Er sah sie zweifelnd an, dann sagte er herzlich:
„Es ist nicht wegen des Geldes?“
„Nein“, antwortete sie. Er kam zu ihrem Stuhl herüber.
„Ich weiß, es klingt verrückt“, sagte Theresa langsam, „aber Ich glaube, der Grund ist, daß ich ihn liebe.“
„Du lieber Gott!“ Halb amüsiert und halb entsetzt klang Anthonys Antwort. „Geschieht das tatsächlich mit solcher Plötzlichkeit?“
„Ich fürchte, ja.“ Mit einem kläglichen kleinen Lächeln sah sie ihn an.

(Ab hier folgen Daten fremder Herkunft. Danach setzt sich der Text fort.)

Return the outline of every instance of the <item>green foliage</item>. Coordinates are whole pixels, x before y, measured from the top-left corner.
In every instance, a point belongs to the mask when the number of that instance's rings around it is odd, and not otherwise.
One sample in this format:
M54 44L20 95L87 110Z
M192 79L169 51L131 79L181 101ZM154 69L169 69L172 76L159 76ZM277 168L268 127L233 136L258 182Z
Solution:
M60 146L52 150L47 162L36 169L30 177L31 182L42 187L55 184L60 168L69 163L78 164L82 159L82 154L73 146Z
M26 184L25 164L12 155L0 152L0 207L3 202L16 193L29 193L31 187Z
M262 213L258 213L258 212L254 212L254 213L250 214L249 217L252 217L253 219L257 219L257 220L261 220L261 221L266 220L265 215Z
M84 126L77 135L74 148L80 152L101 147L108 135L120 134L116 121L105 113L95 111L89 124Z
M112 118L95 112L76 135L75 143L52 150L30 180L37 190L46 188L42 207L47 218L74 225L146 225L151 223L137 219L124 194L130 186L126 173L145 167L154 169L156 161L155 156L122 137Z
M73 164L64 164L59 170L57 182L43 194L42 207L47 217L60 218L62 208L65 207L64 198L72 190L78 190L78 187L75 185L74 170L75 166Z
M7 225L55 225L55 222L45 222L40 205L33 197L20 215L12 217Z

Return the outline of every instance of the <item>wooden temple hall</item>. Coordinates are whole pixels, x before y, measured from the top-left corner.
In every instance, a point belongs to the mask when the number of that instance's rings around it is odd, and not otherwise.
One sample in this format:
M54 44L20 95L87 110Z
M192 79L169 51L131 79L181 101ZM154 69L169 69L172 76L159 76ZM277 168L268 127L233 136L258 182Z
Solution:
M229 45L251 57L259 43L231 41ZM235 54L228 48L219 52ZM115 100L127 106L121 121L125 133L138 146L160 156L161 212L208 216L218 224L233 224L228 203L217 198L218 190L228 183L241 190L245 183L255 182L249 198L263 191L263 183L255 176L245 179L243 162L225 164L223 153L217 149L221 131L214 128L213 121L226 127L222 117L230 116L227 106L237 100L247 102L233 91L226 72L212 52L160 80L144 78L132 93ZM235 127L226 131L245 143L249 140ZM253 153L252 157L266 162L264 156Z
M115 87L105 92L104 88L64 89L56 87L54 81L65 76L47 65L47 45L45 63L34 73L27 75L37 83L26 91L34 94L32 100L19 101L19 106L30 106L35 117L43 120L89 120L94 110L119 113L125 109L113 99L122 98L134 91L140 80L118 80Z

„Aber Theresa ..." Er machte wieder ein bekümmertes Gesicht. „Ich weiß, es geht mich nichts an; das Gefühl, daß es der eigene Bruder ist, in den sich jemand verliebt hat, ist sicher immer ein wenig sonderbar, aber ich muß Ihnen doch sagen, daß Elliot bestimmt fähig wäre, jemand ein Theater vorzuspielen, um das zu bekommen, was er will.“ „Sie meinen, wenn er mir den Hof gemacht hätte, so wäre das nur aus einer bestimmten Absicht heraus geschehen?“ fragte sie ernsthaft.
„O Gott, jetzt stelle ich Eil als einen richtigen Schweinehund hin“, rief Anthony ungeduldig. „Ich behaupte nicht, daß er meines Wissens jemals so etwas getan hat Ich kann nur sagen, daß es meiner Meinung nach sicher wenig gibt, wovor Elliot haltmachen würde, wenn er dächte, daß die Firmeninteressen ein bestimmtes Vorgehen erfordern.“ „Ich verstehe.“ Sie dachte ernsthaft darüber nach. „Ich danke Ihnen, Anthony“, sagte sie schließlich. „Es war besonders nett von Ihnen, sich über mich Sorgen zu machen und mich zu warnen.“
„Aber das praktische Resultat ist gleich null?“ fragte er ziemlich belustigt über seinen eigenen Mißerfolg, wie sie sehen konnte.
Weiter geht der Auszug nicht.